Baca berita dengan sedikit iklan, klik di sini
Banjir manusia bergelombang di pusat Kota Beirut, ibu kota Libanon, Rabu pekan lalu. Mereka berteriak, menangis, berdoa, mengibarkan panji-panji negara itu sambil berarak menuju Masjid Muhammad al-Amin. Gelombang massa itu tengah mengantarkan jasad Rafik Bahaa Edine Hariri ke liang lahat. Mantan Perdana Menteri Libanon itu tewas dalam serangan bom mobil di daerah pesisir barat Beirut, dua hari sebelumnya.

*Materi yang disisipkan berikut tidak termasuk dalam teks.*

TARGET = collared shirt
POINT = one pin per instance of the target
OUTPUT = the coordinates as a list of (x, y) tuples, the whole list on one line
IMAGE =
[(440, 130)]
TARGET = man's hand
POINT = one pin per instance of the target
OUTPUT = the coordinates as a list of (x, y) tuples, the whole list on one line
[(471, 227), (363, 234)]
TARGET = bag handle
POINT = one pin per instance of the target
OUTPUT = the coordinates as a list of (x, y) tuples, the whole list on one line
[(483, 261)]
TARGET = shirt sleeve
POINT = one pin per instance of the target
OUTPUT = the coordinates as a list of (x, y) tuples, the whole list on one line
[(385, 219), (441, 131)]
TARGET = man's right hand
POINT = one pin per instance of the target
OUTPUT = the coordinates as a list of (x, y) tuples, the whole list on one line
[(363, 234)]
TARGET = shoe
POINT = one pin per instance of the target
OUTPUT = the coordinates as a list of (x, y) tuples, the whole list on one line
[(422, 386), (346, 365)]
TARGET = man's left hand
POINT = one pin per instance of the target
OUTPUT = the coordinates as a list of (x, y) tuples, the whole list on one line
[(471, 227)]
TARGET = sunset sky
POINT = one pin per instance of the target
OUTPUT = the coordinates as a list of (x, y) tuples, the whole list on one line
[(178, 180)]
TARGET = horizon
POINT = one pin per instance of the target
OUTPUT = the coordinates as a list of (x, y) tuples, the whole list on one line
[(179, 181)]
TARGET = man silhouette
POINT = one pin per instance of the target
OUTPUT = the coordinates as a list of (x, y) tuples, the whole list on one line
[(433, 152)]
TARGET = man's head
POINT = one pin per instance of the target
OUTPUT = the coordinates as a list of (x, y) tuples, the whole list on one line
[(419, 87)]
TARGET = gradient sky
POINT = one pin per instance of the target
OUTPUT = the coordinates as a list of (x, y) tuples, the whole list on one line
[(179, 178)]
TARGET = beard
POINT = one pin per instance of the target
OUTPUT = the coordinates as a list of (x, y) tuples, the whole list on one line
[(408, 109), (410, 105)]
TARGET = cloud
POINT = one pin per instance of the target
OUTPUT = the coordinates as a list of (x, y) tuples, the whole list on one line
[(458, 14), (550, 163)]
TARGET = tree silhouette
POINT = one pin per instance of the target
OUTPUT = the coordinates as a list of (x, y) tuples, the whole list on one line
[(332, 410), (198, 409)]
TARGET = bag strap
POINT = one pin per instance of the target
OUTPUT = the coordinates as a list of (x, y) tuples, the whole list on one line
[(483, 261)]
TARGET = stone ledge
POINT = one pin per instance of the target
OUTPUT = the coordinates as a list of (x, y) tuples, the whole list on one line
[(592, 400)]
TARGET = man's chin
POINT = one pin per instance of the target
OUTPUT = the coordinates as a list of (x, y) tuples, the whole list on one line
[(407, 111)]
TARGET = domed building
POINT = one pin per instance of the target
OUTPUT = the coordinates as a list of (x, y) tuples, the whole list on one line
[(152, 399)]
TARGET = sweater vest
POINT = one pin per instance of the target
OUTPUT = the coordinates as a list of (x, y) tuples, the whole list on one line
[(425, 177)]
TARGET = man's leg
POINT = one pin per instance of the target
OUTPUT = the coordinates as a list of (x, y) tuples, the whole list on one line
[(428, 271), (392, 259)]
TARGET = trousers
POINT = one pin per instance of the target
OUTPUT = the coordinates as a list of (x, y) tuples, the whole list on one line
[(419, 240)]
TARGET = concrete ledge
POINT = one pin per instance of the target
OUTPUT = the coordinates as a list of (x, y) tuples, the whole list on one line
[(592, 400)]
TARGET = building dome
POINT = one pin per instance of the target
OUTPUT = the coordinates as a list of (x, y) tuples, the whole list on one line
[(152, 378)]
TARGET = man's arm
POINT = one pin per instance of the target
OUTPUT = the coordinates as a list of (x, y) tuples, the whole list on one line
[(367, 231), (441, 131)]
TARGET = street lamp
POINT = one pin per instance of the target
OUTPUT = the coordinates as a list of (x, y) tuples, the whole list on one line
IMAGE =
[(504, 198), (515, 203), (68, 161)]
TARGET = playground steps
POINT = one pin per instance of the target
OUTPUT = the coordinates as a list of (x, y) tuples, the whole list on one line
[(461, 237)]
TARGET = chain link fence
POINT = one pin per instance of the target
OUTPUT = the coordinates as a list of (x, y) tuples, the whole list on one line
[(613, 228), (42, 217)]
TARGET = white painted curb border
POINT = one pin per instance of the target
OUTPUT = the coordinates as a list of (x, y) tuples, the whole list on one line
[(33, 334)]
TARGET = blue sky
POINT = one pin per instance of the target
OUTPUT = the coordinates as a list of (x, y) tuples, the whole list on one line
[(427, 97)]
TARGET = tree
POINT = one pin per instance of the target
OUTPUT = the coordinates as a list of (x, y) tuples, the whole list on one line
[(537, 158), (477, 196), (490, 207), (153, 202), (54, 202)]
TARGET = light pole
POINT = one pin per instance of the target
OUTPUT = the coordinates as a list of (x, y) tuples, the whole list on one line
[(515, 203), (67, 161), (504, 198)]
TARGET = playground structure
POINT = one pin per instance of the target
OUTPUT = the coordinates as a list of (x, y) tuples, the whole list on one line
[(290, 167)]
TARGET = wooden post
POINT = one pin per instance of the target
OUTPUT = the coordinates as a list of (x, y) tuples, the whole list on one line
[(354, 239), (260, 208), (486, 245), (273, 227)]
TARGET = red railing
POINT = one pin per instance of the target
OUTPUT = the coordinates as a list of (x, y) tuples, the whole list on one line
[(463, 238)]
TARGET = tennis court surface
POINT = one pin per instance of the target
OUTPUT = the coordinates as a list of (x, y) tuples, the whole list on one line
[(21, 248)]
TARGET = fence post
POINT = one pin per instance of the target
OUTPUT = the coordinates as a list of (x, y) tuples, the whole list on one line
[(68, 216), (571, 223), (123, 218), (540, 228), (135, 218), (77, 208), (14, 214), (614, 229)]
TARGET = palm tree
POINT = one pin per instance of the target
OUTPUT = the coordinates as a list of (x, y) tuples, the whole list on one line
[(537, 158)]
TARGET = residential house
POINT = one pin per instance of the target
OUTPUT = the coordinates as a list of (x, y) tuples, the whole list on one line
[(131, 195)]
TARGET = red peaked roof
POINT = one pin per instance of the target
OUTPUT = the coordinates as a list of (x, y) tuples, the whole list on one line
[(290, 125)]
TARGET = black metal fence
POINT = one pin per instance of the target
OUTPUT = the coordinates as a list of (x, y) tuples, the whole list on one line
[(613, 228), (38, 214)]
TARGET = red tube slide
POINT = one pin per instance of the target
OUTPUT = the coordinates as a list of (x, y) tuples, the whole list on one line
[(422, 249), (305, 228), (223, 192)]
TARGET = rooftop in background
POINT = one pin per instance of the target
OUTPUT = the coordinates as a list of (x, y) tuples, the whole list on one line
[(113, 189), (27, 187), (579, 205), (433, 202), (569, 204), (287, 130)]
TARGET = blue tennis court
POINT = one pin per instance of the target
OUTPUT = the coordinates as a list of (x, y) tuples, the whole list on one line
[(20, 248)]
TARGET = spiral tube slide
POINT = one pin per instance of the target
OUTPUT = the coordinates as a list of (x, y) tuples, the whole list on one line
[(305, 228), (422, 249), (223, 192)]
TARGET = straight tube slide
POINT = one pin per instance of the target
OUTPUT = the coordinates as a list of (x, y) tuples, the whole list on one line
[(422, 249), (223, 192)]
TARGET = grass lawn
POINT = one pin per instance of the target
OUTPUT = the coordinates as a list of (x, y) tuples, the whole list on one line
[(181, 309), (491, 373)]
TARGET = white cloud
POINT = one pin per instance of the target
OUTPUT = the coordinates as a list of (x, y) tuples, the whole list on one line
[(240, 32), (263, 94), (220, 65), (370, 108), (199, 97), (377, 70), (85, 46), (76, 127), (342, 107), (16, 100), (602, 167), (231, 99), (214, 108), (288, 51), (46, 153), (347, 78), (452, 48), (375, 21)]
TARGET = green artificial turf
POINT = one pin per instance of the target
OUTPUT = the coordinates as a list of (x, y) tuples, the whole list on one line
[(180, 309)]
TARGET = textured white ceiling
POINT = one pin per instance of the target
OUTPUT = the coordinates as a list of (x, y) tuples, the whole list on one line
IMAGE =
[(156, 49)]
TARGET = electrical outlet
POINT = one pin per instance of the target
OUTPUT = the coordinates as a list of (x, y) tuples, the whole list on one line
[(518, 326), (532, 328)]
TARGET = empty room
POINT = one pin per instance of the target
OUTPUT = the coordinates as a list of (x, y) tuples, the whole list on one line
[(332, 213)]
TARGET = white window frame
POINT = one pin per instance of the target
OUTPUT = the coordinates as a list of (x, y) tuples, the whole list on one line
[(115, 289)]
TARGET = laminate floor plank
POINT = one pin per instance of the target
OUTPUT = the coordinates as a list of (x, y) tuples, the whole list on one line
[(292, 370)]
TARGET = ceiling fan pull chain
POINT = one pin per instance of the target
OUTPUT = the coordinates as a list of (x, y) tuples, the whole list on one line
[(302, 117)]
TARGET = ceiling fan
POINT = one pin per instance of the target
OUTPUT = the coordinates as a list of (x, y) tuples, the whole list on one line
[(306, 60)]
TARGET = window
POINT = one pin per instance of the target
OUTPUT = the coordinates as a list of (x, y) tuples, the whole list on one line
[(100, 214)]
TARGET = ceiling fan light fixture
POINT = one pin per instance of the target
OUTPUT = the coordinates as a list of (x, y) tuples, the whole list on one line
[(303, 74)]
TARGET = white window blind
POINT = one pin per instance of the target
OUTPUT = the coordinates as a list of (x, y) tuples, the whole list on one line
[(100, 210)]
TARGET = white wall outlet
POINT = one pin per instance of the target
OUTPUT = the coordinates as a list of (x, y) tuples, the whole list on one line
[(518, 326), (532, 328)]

”Pergi Suriah. Kembalilah,” teriak barisan peziarah itu berkali-kali. Pemerintah Damaskus menjadi sasaran kemarahan warga Libanon. Pendukung Hariri menduga skenario berdarah itu telah mendapat ”restu” dari para petinggi pemerintah di ibu kota Suriah. Padahal sudah ada kelompok yang mengaku bertanggung jawab, yakni An-Nasra Wal Jihad Fil Bilad al-Syam alias Kemenangan dan Jihad, yang bertempat di Suriah.
Sebelum pamit mundur dari jabatan Perdana Menteri Libanon pada Oktober lalu, Hariri memang sempat baku ribut dengan Emile Lahoud, Presiden Libanon yang kini berkuasa dan dikenal pro-Suriah. Hariri naik darah kepada Suriah karena negara itu dipandangnya turut campur tangan dalam memperpanjang jabatan Lahoud selama tiga tahun.
Yang membikin Damaskus kesal, Hariri ikut mendorong pihak Barat agar mendesak Suriah keluar dari Libanon. Mantan Perdana Menteri ini adalah pengusaha kaya-raya yang punya hubungan baik dengan banyak pemimpin dunia, termasuk Raja Fadh dari Arab Saudi dan Presiden Prancis Jacques Chirac. Jadi, urusan lobi bukan soal baginya, termasuk melobi pihak Barat. Presiden Prancis Jacques Chirac lantas menyerukan investigasi internasional tak lama setelah Hariri tewas.
Hariri lahir dari keluarga petani miskin di Sidon, sebuah kota pelabuhan di selatan Libanon, pada 1 November 1944. Pada 1965, dia merantau ke Arab Saudi dan menjadi pengusaha kaya-raya. Gara-gara dekat dengan keluarga Kerajaan Saudi, bisnisnya meroket. Majalah Forbes pada 2004 menobatkannya menjadi orang terkaya nomor 108 di dunia dengan harta US$ 4,3 miliar atau sekitar Rp 39,7 triliun.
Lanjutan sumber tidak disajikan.